The EU will block all future financial assistance to the Israeli settlement zones as they are illegal under international law. Israel, who opposes the directive, warned it will affect “all realms of cooperation” and create “bad blood” with the EU.

The new regulation will come into effect on Friday and will “make a distinction between the state of Israel and the occupied territories when it comes to EU support.” It essentially means that funding, scholarships and cooperation will not be granted to any individual or organization in the West Bank, East Jerusalem and Golan Heights settlements.

Every future deal that is struck with Israel will be required to include a written clause exempting the settlement territories from the terms of the agreement. The ban will apply to all areas beyond the ‘Green Line,’ which includes all territories acquired by the Israelis since the 1967 Middle East War.

"The EU has made it clear that it will not recognize any changes to pre-1967 borders, other than those agreed by the parties to the Middle East Peace Process," a copy of the guidelines seen by Reuters said. The move comes amid EU frustration at the ongoing Israeli settlement program in spite of international pressures.

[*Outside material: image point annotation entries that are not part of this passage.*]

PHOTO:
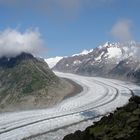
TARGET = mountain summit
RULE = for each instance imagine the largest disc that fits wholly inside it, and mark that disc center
(111, 59)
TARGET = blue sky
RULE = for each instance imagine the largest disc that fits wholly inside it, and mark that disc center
(69, 26)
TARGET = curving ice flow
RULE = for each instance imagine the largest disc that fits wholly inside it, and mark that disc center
(99, 96)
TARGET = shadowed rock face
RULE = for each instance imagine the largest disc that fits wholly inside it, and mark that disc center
(25, 81)
(123, 124)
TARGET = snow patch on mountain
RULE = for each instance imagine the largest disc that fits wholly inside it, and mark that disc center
(53, 61)
(84, 52)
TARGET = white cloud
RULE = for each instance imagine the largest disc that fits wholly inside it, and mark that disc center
(13, 42)
(122, 30)
(67, 8)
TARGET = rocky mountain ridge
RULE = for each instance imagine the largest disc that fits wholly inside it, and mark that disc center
(109, 60)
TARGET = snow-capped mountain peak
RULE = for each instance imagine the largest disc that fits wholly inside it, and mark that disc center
(84, 52)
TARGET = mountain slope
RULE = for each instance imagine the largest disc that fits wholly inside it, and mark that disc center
(27, 82)
(111, 59)
(53, 61)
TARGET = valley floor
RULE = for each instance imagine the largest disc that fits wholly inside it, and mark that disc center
(99, 97)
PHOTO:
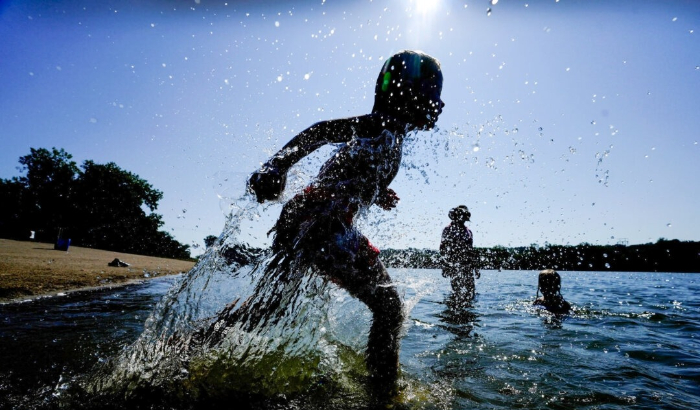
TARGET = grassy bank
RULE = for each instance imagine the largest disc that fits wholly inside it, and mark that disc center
(31, 269)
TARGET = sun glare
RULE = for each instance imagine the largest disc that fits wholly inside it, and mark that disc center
(426, 6)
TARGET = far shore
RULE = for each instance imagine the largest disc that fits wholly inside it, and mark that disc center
(34, 269)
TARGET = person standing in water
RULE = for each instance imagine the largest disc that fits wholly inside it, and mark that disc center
(549, 282)
(458, 254)
(316, 227)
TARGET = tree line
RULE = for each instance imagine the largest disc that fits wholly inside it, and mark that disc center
(95, 205)
(662, 256)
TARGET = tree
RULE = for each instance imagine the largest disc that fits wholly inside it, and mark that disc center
(102, 206)
(46, 202)
(209, 240)
(12, 198)
(112, 205)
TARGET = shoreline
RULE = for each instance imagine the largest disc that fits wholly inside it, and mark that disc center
(67, 292)
(32, 270)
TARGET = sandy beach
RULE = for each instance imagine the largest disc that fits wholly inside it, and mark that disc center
(34, 269)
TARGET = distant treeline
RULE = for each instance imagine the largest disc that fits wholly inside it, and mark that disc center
(95, 205)
(662, 256)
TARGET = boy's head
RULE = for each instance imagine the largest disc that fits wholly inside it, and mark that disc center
(549, 282)
(409, 87)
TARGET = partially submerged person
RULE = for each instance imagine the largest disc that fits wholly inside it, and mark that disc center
(316, 227)
(459, 260)
(549, 283)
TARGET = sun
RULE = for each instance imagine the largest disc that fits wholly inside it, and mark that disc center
(426, 6)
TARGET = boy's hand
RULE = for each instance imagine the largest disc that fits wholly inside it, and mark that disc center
(388, 201)
(267, 184)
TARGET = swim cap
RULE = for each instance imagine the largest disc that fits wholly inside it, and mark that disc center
(460, 213)
(401, 72)
(550, 280)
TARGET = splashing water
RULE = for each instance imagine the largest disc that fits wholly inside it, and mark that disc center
(207, 340)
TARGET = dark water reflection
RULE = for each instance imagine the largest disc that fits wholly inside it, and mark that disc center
(46, 341)
(632, 341)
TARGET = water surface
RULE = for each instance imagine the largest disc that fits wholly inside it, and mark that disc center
(630, 343)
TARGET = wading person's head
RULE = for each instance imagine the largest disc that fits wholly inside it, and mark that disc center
(408, 89)
(460, 214)
(549, 283)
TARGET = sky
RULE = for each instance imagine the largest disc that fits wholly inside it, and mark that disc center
(565, 121)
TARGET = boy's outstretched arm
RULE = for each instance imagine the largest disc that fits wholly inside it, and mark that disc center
(269, 181)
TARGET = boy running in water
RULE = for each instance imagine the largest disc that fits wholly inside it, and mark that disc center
(316, 226)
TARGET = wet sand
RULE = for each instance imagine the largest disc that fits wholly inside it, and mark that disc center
(33, 269)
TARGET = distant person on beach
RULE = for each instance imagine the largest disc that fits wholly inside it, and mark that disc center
(459, 260)
(549, 283)
(316, 227)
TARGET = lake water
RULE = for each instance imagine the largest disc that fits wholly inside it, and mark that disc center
(631, 342)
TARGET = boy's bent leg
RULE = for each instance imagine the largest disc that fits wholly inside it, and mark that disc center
(377, 292)
(355, 266)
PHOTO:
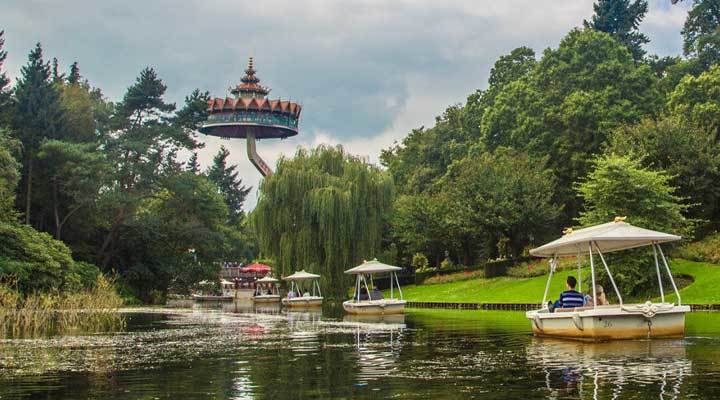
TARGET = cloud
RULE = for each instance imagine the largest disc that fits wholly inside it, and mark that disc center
(367, 72)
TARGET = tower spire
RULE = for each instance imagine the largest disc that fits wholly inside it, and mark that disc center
(250, 84)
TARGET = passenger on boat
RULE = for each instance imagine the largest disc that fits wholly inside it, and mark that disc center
(602, 300)
(570, 298)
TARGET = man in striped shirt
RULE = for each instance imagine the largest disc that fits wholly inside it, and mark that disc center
(570, 298)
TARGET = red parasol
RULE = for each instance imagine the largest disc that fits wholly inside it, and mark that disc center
(256, 268)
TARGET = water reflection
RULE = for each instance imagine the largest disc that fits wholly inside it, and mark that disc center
(244, 352)
(607, 368)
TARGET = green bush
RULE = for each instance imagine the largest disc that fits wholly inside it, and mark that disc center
(420, 263)
(705, 250)
(37, 262)
(446, 264)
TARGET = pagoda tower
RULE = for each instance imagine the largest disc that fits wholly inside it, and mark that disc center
(250, 115)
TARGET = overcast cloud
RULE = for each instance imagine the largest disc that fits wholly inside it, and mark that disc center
(367, 72)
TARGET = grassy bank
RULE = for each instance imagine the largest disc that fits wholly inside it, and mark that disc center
(518, 290)
(38, 314)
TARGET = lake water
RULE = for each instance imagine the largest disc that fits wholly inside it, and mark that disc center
(241, 353)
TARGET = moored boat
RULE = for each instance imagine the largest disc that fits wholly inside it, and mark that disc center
(367, 302)
(266, 290)
(296, 297)
(604, 322)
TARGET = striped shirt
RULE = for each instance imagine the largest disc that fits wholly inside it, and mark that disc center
(571, 299)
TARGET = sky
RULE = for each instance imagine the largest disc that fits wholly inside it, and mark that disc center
(367, 72)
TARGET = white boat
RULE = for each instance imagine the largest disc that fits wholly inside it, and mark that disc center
(605, 322)
(266, 290)
(368, 303)
(296, 297)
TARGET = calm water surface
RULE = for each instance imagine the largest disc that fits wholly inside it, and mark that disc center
(241, 353)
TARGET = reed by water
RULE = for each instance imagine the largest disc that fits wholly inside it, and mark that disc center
(37, 314)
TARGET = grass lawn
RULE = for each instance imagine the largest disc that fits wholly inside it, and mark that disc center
(516, 290)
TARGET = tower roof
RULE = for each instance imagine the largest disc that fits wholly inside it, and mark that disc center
(250, 84)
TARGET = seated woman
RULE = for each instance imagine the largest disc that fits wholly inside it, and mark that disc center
(570, 298)
(376, 294)
(602, 300)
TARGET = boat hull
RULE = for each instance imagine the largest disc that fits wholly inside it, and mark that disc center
(302, 302)
(374, 307)
(267, 298)
(610, 323)
(198, 297)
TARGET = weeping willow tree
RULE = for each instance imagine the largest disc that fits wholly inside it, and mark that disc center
(322, 211)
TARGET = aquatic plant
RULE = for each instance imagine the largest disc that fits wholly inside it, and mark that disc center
(36, 314)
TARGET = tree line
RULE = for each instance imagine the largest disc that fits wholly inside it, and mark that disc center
(89, 185)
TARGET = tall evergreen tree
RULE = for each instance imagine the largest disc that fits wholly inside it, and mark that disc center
(4, 82)
(74, 76)
(230, 185)
(57, 76)
(621, 19)
(701, 32)
(193, 165)
(37, 115)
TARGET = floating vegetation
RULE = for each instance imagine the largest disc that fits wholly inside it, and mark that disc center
(38, 314)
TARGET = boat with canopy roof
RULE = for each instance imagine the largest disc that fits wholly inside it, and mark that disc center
(300, 295)
(266, 290)
(618, 321)
(365, 302)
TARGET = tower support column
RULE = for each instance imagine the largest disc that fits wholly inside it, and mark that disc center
(258, 162)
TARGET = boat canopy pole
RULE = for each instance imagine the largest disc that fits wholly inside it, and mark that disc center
(657, 268)
(579, 273)
(607, 269)
(553, 262)
(398, 283)
(592, 272)
(391, 287)
(667, 268)
(367, 288)
(356, 297)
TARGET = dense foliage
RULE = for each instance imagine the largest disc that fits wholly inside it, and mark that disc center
(585, 131)
(105, 179)
(597, 93)
(620, 185)
(323, 211)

AFP Photo / Menahem Kahana

The Israeli government reacted sharply to the new legislation, condemning it as an affront to their sovereignty. An Israeli official likened the new regulations to an “earthquake” that “turns understandings and quiet agreements that the [EU] does not work beyond the Green Line" into "formal, binding policy".

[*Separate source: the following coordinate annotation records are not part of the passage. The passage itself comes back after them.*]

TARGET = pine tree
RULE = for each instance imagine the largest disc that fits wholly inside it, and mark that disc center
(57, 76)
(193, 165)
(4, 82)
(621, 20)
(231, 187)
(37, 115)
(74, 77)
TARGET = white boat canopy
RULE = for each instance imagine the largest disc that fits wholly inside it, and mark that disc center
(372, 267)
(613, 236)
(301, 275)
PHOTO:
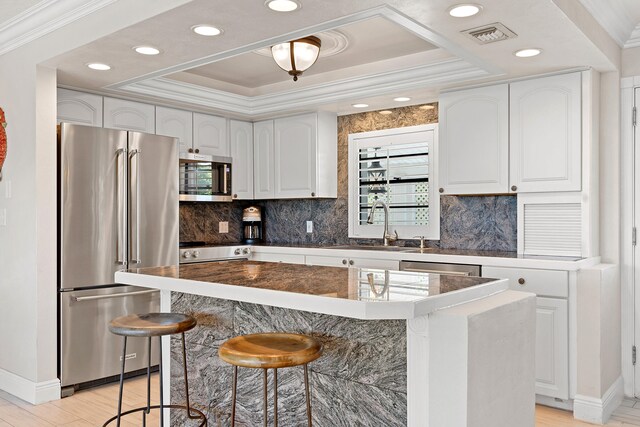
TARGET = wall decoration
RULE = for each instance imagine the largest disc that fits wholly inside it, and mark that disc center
(3, 140)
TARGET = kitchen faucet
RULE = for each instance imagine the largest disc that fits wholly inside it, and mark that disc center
(386, 236)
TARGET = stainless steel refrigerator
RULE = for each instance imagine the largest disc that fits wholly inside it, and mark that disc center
(118, 209)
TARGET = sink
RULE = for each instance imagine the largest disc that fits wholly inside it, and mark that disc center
(376, 248)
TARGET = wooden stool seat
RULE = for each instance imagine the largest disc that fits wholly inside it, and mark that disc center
(270, 350)
(152, 324)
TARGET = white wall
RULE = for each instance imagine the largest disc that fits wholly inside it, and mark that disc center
(28, 359)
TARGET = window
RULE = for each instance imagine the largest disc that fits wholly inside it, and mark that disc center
(398, 167)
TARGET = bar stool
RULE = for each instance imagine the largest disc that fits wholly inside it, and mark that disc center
(270, 351)
(148, 326)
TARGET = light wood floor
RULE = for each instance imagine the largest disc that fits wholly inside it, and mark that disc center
(90, 408)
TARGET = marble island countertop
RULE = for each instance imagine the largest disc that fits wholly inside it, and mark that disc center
(349, 292)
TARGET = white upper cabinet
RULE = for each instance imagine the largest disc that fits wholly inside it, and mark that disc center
(175, 123)
(305, 154)
(474, 141)
(79, 108)
(263, 162)
(546, 134)
(210, 135)
(241, 135)
(129, 115)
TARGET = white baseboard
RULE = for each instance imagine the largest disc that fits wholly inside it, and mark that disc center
(598, 411)
(29, 391)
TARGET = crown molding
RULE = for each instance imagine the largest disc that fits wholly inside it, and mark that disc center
(634, 39)
(43, 18)
(613, 17)
(440, 73)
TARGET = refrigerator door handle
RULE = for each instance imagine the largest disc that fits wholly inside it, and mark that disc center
(136, 259)
(121, 207)
(124, 294)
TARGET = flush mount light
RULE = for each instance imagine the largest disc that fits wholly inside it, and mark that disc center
(282, 5)
(146, 50)
(99, 66)
(296, 56)
(528, 53)
(464, 10)
(206, 30)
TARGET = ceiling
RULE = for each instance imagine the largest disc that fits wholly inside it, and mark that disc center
(384, 50)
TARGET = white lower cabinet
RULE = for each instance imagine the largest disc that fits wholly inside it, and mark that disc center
(552, 323)
(342, 261)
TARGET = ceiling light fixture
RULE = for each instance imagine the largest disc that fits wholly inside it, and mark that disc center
(146, 50)
(99, 66)
(282, 5)
(206, 30)
(464, 10)
(528, 53)
(296, 56)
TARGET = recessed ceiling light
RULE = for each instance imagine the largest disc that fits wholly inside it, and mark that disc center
(99, 66)
(464, 10)
(146, 50)
(527, 53)
(206, 30)
(282, 5)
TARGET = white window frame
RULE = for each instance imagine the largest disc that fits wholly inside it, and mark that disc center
(393, 136)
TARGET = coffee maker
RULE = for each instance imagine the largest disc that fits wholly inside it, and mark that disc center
(252, 225)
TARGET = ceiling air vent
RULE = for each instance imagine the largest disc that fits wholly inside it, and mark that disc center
(490, 33)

Prime Minister Netanyahu told the EU to pull out of what Israel sees as a bilateral issue with the Palestinians.

"We will not accept any external dictates regarding our borders. This issue will be determined only in direct negotiation between the sides," Netanyahu said in a public broadcast. He went on to stress that the EU should pay more attention to “problems that are slightly more urgent in the region, like the civil war in Syria, or Iran's race to obtain a nuclear weapon.”

Meanwhile the Palestinians have praised the new measure as a concrete step to protect their aspirations of statehood.

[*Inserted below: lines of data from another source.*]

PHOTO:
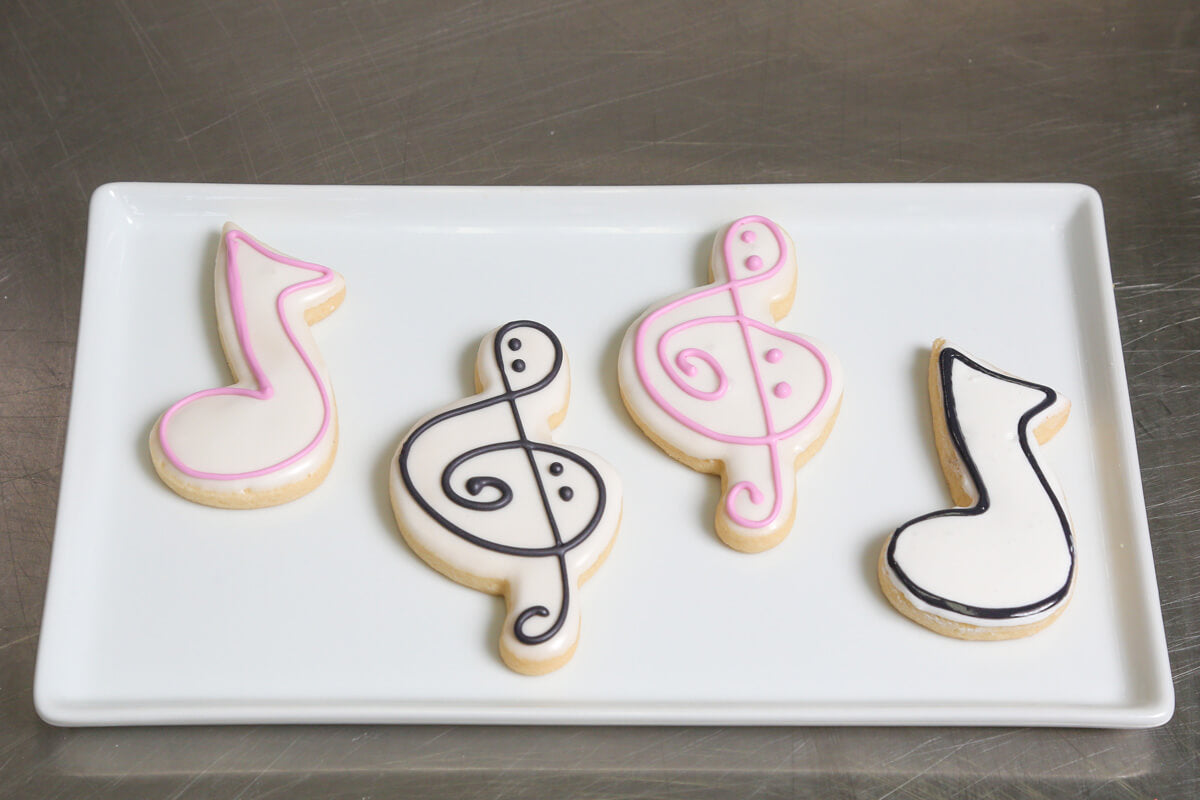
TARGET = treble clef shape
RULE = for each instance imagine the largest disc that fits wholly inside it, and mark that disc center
(717, 385)
(270, 437)
(484, 494)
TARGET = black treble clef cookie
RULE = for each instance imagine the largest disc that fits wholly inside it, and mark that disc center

AFP Photo / Menahem Kahana

"The EU has moved from the level of statements, declarations and denunciations to effective policy decisions and concrete steps which constitute a qualitative shift that will have a positive impact on the chances of peace," said senior Palestinian official Hanan Ashrawi.

The new hardline policy follows a decision by EU foreign ministers in December which stipulated that “all agreements between the State of Israel and the EU must unequivocally and explicitly indicate their inapplicability to the territories occupied by Israel in 1967.”

The international community regards the Israeli expansion settlements as illegal under international law.
In November of last year the UN General Assembly voted overwhelmingly to approve Palestine’s status as a 'non-member state.' Following the announcement, Israel pledged to construct 3,000 new settler homes in the West Bank and east Jerusalem.

Peace negotiations were put on hold three years ago because of Israel’s settlement program. Israeli officials have argued this new measure sends out the wrong message to the Palestinians because “it leads them to believe that Israel will be forced to surrender to economic and diplomatic pressure."